Man’s Search for Meaning by Viktor Frankl (1945; 1992)
There are plenty of claims on the internet that “this book
saved my life” and many more that "this book changed my life". It is easy to see why.
Frankl was a Jewish psychiatrist living in Austria before
the Second World War. After the Anschluss,
he and his whole family were arrested and taken to concentration camps. Viktor
himself survived, but his parents, wife, and siblings were killed. The first
part of this very short book describes, fairly briefly, his horrific experiences
in the concentration camps, together with some of the reflections and lessons
that he drew from them. The second part is an even briefer account of
logotherapy, the school of psychotherapy which he founded.
Although it is so short, the first part of the book touches
on many subjects: religion and spiritualism; love; beauty; inner life; the
meaning of life; death; “the last human freedom”, much quoted (“everything can
be taken from a man but one thing: the last of the human freedoms – to choose
one’s attitude in any given set of circumstances, to choose one’s way”); hope;
time; suffering; “collective psychotherapy”; the dividing-line between good and
evil; and morality. A quotation from Nietzsche is key: “He who has a why to live can bear almost any how.” Prisoners who had a reason for
living were more likely to survive the starvation and brutality of the camps. Frankl’s
understanding of love, which he describes almost in terms of a revelation, is
perhaps the most striking of all:
But my mind clung to my wife's
image, imagining it with an uncanny acuteness. I heard her answering me, saw
her smile, her frank and encouraging look. Real or not, her look then was more
luminous than the sun which was beginning to rise (...)

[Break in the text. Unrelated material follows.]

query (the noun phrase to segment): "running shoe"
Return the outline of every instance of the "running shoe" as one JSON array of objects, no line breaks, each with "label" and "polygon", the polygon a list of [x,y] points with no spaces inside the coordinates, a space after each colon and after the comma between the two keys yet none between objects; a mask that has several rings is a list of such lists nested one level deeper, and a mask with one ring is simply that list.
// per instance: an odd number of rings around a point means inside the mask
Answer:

A thought transfixed me: for the
first time in my life I saw the truth as it is set into song by so many poets,
proclaimed as the final wisdom by so many thinkers. The truth — that love is
the ultimate and the highest goal to which man can aspire. Then I grasped the
meaning of the greatest secret that human poetry and human thought and belief
have to impart: The salvation of man is through love and in love. I understood
how a man who has nothing left in this world still may know bliss, be it only
for a brief moment, in the contemplation of his beloved. In a position of utter
desolation, when man cannot express himself in positive action, when his only
achievement may consist in enduring his sufferings in the right way — an
honorable way — in such a position man can, through loving contemplation of the
image he carries of his beloved, achieve fulfillment. For the first time in my
life I was able to understand the meaning of the words, "The angels are
lost in perpetual contemplation of an infinite glory."
In the second part Frankl explains the fundamental approach
of logotherapy, which is the conviction of the “will to meaning” as being the most
essential driving force in the human mind, more so than the will to power or
the will to pleasure. He then describes how this is applied to all sorts of
different situations and problems. He covers freedom and conditioning;
responsibleness, which he terms “the very essence of human
existence” (“I recommend that the Statue of Liberty on the east coast be
supplemented by a Statue of Responsibility on the west coast”); the existential
vacuum; love; happiness; the meaning of suffering; the error of Freudian
psychotherapy; freedom; euthanasia; “paradoxical intention” as a means of
combating phobias or compulsive behaviour.
A very important point is what he calls “the
self-transcendence of human existence”. He says: “What is called
self-actualization [self-fulfilment] is not an attainable aim at all, for the
simple reason that the more one would strive for it, the more he would miss it.
In other words, self-actualization is possible only as a side-effect of
self-transcendence.” Or, in the words of the Second Vatican Council often
quoted by Pope John Paul II among others, “Man can only find himself through
the sincere gift of self”.
Frankl says very much the same about happiness. It is not to
be aimed for directly; it comes as the result of finding meaning in life.
On love, Frankl declares:
No one can become fully aware of
the very essence of another human being until he loves him. By his love he is
enabled to see the essential traits and features in the beloved person; and
even more, he sees that which is potential in him, which is not yet actualized.
Furthermore, by his love, the loving person enables the beloved person to
actualize these potentialities. By making him aware of what he can be and what
he should become, he makes these potentialities come true.